Each entry has its own row. If an entry spans more than one line, it is transcribed in a single cell and includes line breaks.
The number of columns in tables may be standardized so that the number of columns is consistent between similar types of tables throughout a financial document regardless of whether there is content in every cell of each column. Generally, there are separate columns for the date, transaction details (recipient, goods, services, etc.), and transaction amount (see Amounts below). Therefore, the number of columns in the transcript may not correspond to the number of delineated columns on any given page of the original document.
If a date is included in an entry, it may be standardized to appear in the top left cell of the entry if such standardization makes the document more understandable. In chronological records like daybooks, the date—which was usually written at the top of the page or in the course of transactions—has been supplied where necessary for clarification. If a date spans multiple columns, it is standardized to appear in a single cell. In more complicated records, dates that correspond to multiple entries may be standardized to appear in their own row, whereas dates that correspond to individual entries will appear in the same row as the entry itself.
In the original documents, sums are often separated from the rest of a column by a horizontal line. In transcripts, this is rendered as underlining applied to text in the cell above the total.
The words credit and debit, or the abbreviations cr and dr, may be standardized to appear at the top of the applicable columns in order to aid reader comprehension of these amounts.
To differentiate sections in tables, a blank line or row is silently added between sections. For example, in Trustees Land Book A, there is a blank row between lot 4 of block 125 and lot 1 of block 126 that does not appear in the original manuscript.
When the majority of text in a row is overwritten with new text, the inserted text is transcribed in its own row rather than keeping the canceled and inserted text in the same row.
When an amount is spelled out and most of the amounts in the surrounding text or table are written in numerals, the spelled-out amount is changed to numerals.

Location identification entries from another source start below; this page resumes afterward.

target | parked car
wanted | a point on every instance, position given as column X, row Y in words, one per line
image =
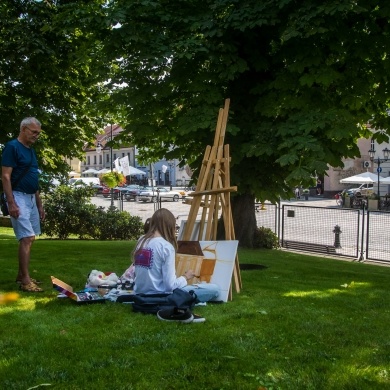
column 117, row 191
column 161, row 192
column 94, row 182
column 362, row 190
column 133, row 194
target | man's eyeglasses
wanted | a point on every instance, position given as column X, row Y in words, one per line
column 34, row 132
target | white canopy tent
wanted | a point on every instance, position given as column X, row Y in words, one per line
column 133, row 171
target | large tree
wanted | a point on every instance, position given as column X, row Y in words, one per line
column 51, row 67
column 304, row 81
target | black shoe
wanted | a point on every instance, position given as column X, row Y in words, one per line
column 175, row 315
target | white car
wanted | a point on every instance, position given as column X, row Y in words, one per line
column 162, row 193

This includes changing cent amounts to numerals written in the form of fractions. Dollar signs and pound signs, if present in the original, are transcribed before the amount, regardless of where they appear in the original. The words dollars, cents, pounds, shillings, and pence (and abbreviations thereof) are not included with amounts, even if the words appear in the original. Commas, spaces, or dashes between dollars and cents are standardized as decimal points; likewise, commas, spaces, or decimal points between pounds, shillings, and pence are standardized as en dashes. Totals are generally transcribed in the far-right column of each entry to aid data analysis. Formatting is standardized to that each distinct amount appears in a single cell.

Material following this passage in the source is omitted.